On Symmetries of the Feinberg-Zee Random Hopping Matrix

TL;DR

This paper investigates the spectral properties of the Feinberg-Zee random hopping matrix, revealing explicit polynomial symmetries and their implications for the structure of its spectrum, including connections to Julia sets.

Contribution

The paper explicitly characterizes a class of polynomial symmetries of the matrix's spectrum, including Chebyshev-related polynomials, and explores their impact on spectral set topology.

Findings

Identifies a class of polynomials preserving the spectrum set.

Shows the spectrum's interior is dense and contains filled Julia sets.

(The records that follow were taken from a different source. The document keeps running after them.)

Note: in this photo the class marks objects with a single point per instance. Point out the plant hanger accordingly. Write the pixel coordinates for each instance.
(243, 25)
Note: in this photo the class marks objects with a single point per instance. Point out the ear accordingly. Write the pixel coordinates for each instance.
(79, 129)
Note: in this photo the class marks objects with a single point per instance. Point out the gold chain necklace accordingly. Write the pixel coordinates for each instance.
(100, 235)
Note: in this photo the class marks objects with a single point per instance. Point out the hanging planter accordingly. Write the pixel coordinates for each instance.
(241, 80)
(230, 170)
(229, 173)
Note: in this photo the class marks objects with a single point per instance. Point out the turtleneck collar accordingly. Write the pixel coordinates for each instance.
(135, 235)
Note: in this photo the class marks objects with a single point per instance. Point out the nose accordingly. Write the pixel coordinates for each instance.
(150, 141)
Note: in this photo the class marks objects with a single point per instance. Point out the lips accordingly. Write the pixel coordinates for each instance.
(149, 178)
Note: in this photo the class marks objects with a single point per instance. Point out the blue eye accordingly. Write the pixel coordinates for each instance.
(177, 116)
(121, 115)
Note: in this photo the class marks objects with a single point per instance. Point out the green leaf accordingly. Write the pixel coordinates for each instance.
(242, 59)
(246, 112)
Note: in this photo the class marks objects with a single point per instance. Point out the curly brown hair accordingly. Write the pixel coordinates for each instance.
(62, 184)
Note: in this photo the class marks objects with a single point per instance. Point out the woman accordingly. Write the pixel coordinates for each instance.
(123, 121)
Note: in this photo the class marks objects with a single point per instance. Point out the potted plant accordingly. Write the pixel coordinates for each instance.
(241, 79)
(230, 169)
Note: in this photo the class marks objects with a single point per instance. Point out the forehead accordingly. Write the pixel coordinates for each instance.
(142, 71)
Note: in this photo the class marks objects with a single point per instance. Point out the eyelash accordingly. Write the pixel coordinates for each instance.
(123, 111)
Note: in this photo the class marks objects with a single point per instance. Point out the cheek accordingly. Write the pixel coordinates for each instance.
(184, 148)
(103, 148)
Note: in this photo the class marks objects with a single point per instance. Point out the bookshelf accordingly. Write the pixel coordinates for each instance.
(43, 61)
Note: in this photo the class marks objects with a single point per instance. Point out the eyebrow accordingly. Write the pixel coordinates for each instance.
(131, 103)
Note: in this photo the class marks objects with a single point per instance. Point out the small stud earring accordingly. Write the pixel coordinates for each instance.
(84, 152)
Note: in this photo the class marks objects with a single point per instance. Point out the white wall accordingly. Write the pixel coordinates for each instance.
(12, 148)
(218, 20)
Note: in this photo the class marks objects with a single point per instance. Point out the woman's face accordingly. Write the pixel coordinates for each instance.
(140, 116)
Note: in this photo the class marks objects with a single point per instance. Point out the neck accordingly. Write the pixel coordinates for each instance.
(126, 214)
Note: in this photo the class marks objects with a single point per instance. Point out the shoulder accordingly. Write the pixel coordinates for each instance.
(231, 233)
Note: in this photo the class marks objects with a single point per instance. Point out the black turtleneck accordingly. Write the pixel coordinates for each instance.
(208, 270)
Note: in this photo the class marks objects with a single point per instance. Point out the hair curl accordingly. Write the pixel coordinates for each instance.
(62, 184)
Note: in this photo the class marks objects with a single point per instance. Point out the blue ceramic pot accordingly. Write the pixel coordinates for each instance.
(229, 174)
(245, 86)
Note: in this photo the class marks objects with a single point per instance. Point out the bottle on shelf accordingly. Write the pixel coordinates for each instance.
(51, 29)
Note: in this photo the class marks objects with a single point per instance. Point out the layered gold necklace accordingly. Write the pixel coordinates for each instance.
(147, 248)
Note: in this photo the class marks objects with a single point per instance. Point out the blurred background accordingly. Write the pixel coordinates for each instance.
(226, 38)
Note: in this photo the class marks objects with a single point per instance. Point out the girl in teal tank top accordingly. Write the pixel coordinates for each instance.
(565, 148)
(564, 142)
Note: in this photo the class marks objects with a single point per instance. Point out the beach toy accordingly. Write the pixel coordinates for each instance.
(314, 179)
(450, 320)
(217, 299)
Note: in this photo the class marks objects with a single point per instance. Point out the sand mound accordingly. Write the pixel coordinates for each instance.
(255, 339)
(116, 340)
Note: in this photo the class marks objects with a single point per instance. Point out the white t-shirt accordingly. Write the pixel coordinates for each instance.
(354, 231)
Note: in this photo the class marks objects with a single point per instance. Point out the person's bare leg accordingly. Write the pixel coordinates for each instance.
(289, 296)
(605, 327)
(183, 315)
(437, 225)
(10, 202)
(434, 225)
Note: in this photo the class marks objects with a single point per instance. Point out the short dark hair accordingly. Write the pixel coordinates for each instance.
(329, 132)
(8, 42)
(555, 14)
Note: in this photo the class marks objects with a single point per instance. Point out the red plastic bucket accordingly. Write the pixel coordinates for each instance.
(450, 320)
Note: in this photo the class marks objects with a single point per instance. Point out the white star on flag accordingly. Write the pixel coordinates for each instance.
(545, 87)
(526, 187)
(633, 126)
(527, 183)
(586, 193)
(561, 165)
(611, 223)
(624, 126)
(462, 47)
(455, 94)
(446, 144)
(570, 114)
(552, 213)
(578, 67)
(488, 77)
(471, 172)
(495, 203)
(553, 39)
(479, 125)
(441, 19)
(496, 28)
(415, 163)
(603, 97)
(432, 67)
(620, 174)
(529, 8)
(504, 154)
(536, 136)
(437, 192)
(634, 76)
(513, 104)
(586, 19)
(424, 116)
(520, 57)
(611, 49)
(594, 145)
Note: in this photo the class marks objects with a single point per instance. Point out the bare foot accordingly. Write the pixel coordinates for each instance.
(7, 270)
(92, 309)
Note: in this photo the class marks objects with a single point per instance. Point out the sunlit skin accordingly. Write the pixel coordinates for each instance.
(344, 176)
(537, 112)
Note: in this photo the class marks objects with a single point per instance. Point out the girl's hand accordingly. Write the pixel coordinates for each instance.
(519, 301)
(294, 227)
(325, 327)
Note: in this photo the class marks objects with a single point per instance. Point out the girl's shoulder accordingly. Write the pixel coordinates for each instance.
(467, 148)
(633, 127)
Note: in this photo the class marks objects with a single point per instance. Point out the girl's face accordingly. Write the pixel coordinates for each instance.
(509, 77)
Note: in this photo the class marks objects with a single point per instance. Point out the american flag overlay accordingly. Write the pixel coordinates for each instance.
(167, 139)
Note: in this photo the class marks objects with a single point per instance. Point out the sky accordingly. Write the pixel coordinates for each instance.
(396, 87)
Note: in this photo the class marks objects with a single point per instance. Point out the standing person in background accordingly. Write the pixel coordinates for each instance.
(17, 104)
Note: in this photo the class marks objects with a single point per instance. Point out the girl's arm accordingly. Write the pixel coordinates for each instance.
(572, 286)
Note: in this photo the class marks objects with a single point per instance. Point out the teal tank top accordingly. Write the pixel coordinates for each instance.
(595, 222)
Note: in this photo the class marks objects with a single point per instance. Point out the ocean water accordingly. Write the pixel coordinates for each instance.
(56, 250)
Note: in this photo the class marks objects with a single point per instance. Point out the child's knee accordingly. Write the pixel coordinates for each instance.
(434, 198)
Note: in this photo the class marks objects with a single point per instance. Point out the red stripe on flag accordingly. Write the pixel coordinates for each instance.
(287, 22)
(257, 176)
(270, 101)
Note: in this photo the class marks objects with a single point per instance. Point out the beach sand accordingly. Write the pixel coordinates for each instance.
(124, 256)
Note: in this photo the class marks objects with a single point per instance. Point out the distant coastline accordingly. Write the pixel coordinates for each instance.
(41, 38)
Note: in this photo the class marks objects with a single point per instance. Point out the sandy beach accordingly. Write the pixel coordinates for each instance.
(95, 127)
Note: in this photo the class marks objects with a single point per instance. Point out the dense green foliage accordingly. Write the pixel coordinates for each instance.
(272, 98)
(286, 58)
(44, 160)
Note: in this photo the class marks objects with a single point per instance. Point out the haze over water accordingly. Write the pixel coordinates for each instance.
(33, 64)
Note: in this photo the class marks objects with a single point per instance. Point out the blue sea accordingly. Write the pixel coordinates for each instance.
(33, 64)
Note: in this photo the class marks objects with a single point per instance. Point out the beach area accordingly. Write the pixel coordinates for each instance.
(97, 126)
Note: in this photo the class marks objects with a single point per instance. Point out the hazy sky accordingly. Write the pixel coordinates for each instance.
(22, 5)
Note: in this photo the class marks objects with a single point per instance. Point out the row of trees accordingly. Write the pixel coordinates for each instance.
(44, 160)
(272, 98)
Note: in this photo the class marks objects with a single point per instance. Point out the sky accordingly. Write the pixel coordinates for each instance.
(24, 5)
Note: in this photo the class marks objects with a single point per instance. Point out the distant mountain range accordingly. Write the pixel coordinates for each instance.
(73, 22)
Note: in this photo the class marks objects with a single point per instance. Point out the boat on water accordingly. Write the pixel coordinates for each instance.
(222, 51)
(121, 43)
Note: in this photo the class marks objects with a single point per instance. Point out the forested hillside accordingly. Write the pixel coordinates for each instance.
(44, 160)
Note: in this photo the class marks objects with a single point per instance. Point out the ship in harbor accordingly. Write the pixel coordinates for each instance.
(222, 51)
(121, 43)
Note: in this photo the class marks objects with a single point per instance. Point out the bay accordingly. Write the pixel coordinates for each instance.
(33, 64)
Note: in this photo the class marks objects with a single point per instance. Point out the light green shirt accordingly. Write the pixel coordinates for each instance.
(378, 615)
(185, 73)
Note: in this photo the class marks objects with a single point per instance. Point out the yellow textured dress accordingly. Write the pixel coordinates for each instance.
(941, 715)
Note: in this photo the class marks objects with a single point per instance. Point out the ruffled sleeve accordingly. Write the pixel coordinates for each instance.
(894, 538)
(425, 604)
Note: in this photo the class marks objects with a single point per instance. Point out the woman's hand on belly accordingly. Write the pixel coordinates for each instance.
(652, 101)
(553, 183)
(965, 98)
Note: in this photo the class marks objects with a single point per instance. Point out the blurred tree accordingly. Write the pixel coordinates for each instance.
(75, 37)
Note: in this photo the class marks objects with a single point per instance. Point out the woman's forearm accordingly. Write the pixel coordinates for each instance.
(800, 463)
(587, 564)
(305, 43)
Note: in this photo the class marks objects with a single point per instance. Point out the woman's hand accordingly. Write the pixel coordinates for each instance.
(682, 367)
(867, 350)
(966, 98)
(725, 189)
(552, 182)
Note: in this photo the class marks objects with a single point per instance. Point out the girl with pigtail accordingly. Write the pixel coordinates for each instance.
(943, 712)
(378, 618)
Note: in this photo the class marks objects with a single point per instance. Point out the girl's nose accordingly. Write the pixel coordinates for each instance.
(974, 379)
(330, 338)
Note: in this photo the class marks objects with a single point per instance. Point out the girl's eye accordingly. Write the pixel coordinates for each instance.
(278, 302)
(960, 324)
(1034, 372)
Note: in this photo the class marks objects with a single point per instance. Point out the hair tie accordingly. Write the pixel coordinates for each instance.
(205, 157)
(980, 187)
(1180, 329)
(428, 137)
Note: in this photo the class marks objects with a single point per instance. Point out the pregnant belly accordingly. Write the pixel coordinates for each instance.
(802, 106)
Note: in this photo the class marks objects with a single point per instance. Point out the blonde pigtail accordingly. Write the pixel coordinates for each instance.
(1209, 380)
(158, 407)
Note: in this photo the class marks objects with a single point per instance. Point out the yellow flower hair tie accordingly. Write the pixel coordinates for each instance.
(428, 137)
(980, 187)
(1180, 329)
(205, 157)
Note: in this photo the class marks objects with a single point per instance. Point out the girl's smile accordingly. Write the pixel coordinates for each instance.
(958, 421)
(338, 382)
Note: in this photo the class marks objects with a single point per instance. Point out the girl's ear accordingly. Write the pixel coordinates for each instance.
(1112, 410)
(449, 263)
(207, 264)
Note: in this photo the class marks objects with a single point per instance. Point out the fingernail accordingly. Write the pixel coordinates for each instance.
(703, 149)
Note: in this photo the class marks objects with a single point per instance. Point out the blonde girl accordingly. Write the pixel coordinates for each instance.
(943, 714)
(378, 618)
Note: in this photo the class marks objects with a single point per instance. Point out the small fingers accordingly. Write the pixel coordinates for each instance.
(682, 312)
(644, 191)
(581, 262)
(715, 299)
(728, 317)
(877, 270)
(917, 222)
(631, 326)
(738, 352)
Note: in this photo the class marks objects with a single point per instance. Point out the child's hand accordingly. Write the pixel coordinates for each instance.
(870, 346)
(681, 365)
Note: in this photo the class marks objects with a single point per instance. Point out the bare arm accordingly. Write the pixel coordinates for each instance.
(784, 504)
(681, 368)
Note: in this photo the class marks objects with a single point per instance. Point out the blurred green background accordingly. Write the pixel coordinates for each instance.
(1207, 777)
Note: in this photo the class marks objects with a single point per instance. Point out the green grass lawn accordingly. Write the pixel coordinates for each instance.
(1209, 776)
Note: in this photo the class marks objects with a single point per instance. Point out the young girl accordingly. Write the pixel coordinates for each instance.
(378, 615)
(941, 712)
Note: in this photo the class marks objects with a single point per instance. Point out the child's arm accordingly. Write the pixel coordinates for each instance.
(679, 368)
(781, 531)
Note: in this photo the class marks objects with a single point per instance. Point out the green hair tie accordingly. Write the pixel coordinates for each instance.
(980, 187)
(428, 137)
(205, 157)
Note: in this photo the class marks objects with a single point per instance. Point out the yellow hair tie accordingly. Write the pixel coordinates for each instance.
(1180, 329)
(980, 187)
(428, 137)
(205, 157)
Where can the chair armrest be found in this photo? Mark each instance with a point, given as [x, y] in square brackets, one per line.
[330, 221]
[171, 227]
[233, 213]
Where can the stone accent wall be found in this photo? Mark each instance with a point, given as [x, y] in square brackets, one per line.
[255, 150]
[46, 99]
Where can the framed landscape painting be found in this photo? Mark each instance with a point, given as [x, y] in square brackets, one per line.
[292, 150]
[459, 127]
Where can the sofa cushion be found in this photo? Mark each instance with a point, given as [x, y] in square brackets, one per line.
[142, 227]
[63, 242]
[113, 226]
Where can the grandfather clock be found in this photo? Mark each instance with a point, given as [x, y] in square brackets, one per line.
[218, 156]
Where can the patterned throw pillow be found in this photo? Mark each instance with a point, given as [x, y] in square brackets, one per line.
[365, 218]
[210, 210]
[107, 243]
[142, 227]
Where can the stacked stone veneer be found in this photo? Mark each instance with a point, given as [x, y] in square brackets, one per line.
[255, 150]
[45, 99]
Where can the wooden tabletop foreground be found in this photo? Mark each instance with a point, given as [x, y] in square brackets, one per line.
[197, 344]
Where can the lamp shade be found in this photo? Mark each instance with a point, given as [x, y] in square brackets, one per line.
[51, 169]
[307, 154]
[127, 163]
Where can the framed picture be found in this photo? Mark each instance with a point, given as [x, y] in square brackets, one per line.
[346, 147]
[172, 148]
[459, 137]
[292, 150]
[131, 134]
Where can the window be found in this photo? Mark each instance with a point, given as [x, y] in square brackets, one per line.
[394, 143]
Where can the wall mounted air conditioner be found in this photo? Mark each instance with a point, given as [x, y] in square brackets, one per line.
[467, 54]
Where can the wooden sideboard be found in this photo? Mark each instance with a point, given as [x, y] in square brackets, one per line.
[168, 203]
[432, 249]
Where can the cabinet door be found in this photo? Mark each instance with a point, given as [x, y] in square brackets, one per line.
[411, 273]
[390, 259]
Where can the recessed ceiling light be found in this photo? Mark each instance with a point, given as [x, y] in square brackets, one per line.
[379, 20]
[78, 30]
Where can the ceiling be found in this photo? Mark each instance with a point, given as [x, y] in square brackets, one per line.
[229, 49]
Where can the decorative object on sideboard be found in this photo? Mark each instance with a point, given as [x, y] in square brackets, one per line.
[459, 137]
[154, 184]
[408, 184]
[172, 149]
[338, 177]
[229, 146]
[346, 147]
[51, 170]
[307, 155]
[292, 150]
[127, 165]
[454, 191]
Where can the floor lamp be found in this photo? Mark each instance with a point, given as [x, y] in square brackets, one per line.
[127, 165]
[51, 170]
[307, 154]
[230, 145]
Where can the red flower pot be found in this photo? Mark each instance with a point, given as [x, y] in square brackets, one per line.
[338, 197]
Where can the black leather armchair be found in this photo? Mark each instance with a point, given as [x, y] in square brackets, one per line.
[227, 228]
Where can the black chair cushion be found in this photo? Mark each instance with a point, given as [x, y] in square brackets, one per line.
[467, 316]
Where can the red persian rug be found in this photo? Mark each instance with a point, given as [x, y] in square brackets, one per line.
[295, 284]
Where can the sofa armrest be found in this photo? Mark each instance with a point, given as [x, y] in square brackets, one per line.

Establishes connections between spectral symmetries and complex dynamics.

Abstract

In this paper we study the spectrum $\Sigma$ of the infinite Feinberg-Zee random hopping matrix, a tridiagonal matrix with zeros on the main diagonal and random $\pm 1$'s on the first sub- and super-diagonals; the study of this non-selfadjoint random matrix was initiated in Feinberg and Zee (Phys. Rev. E 59 (1999), 6433--6443). Recently Hagger (arXiv:1412.1937, Random Matrices: Theory Appl.}, {\bf 4} 1550016 (2015)) has shown that the so-called periodic part $\Sigma_\pi$ of $\Sigma$, conjectured to be the whole of $\Sigma$ and known to include the unit disk, satisfies $p^{-1}(\Sigma_\pi) \subset \Sigma_\pi$ for an infinite class $S$ of monic polynomials $p$. In this paper we make very explicit the membership of $S$, in particular showing that it includes $P_m(\lambda) = \lambda U_{m-1}(\lambda/2)$, for $m\geq 2$, where $U_n(x)$ is the Chebychev polynomial of the second kind of degree $n$. We also explore implications of these inverse polynomial mappings, for example showing that $\Sigma_\pi$ is the closure of its interior, and contains the filled Julia sets of infinitely many $p\in S$, including those of $P_m$, this partially answering a conjecture of the second author.